Division: The division of a number $x$ by a number $y$ is $xy^{-1}$ where $y^{-1}$ is the multiplicative inverse of $y$.

So you see dividing by $0$ is not defined because it has no multiplicative inverse.

tanvirab
Posts: 446
Joined: Tue Dec 07, 2010 2:08 am

### Re: Prove me wrong

We usually write the multiplicative inverse of $x$ as $1/x$.
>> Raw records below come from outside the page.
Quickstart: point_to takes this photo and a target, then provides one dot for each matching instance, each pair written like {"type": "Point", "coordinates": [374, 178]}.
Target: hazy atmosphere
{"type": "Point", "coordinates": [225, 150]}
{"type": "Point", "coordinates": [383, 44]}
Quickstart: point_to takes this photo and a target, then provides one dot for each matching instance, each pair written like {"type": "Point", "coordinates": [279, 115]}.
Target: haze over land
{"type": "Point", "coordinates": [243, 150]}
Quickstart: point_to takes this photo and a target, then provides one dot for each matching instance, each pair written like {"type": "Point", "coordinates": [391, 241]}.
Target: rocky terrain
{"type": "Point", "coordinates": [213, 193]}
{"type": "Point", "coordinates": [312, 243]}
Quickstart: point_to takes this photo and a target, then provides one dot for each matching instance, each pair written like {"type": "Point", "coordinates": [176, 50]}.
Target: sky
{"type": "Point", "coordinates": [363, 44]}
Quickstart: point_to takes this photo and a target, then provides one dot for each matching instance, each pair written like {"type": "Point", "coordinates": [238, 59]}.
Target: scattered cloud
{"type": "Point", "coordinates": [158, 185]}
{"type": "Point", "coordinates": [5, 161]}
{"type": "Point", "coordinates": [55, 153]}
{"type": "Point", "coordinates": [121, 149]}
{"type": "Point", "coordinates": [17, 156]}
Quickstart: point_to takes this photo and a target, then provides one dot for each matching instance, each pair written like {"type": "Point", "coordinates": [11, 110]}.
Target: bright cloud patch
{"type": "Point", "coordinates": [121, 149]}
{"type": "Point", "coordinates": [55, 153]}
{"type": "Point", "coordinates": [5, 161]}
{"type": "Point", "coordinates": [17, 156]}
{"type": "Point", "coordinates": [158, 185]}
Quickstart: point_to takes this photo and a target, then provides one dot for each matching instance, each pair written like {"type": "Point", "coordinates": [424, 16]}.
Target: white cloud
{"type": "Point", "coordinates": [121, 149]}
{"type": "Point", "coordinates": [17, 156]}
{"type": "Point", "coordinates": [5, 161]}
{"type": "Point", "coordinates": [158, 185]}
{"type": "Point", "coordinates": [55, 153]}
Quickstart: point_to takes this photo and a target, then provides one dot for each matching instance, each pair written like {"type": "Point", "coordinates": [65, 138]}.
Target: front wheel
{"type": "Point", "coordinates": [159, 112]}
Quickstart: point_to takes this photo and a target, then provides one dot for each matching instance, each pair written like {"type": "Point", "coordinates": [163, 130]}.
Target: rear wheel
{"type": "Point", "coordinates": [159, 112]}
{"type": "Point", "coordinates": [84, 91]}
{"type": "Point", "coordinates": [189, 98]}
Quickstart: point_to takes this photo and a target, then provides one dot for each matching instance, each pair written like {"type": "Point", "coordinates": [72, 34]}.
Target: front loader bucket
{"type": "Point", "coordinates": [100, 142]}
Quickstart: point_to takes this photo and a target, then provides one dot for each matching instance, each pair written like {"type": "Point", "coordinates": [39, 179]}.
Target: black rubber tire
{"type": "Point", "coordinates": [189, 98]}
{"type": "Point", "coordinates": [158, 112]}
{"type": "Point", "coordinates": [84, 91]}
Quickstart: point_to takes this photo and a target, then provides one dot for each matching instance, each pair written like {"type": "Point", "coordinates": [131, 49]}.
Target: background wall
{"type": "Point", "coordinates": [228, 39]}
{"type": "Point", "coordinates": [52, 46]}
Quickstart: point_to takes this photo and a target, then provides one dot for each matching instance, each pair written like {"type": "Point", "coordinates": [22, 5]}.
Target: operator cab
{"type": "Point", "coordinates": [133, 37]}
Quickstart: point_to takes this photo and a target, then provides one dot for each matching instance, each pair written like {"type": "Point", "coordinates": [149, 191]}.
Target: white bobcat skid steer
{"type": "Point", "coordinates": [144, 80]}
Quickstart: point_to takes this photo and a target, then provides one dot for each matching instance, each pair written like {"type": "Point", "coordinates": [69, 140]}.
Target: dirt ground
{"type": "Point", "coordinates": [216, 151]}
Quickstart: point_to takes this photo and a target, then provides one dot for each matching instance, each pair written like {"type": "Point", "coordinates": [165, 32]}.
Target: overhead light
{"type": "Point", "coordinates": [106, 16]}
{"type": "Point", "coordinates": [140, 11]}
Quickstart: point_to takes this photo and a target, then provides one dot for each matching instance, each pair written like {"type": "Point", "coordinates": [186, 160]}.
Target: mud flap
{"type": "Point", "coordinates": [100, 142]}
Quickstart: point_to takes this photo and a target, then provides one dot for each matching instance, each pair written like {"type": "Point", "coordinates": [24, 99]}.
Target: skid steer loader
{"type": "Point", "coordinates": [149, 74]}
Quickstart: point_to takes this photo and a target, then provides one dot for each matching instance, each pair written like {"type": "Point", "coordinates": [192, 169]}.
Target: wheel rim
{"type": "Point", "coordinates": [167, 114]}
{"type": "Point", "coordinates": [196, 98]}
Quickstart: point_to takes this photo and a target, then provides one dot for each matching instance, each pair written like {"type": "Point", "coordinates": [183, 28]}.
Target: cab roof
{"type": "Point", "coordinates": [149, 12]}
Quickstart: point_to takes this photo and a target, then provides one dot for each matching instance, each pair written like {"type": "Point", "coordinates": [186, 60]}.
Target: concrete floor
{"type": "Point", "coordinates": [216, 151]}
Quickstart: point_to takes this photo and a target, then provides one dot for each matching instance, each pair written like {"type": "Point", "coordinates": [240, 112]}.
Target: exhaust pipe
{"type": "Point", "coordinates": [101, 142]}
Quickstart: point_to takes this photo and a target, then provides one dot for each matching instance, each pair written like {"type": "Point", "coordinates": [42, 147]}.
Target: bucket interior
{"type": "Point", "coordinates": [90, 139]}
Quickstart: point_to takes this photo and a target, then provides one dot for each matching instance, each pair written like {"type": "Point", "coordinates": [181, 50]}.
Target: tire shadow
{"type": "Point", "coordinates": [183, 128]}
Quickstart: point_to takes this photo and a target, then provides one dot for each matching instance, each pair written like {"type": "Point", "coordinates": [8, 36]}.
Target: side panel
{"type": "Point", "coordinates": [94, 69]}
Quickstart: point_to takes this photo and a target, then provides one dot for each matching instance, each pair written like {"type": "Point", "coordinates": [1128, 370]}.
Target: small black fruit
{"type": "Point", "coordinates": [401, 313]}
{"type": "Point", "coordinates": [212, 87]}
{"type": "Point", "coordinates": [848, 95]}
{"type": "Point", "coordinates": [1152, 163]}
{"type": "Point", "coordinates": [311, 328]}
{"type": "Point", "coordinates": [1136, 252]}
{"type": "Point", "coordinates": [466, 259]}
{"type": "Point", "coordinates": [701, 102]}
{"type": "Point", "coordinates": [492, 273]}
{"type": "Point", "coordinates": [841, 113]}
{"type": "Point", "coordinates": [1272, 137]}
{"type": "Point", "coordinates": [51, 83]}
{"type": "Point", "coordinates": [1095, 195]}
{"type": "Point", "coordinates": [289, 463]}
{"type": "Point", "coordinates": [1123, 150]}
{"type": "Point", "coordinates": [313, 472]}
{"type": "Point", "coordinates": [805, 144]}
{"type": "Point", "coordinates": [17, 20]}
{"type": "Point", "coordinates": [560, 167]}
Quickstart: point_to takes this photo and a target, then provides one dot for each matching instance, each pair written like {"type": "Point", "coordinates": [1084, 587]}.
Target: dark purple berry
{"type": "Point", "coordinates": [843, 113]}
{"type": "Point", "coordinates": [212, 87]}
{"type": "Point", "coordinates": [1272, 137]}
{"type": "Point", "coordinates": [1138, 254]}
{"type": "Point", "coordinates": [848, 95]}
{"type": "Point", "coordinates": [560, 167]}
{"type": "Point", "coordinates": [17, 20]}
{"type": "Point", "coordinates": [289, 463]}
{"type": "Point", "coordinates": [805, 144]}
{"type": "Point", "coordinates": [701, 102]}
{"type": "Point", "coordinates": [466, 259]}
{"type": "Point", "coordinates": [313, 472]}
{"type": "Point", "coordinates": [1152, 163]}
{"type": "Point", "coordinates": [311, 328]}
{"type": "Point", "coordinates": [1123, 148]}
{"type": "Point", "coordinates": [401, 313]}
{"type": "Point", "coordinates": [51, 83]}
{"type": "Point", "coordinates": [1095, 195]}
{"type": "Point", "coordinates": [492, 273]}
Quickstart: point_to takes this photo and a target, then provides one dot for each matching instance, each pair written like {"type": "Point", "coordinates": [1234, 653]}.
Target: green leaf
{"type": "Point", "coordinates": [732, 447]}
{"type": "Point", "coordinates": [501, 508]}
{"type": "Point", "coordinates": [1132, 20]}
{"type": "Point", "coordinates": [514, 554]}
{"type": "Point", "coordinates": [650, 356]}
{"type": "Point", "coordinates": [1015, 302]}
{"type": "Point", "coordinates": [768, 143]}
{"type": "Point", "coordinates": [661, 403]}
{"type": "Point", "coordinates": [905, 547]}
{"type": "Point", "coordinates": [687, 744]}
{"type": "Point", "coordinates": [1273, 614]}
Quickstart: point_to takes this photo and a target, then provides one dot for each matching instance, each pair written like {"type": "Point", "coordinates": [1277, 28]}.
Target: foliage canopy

You process is wrong because you first write $a/b$ which actually means $a \times \frac{1}{b}$. Now you cannot take $b=0$ because there is no such thing as $1/0$.

Abdul Muntakim Rafi
Posts: 173
Joined: Tue Mar 29, 2011 10:07 pm

### Re: Prove me wrong

Why $0$ doesn't have any multiplicative inverse?
Man himself is the master of his fate...

tanvirab
Posts: 446
Joined: Tue Dec 07, 2010 2:08 am

### Re: Prove me wrong

Look at the definition. Is it possible for $0$ to have a multiplicative inverse?

Masum
Posts: 592
Joined: Tue Dec 07, 2010 1:12 pm
But I think definitions as usual makes not that much sense in real. If $\frac10$ was real, it must be a real number, say it is $x$. Then we could say, $x.0=1$
But that is impossible for any $x\in\mathbb R$. So, it never can be a real number. Hope it makes a better sense.
One one thing is neutral in the universe, that is $0$.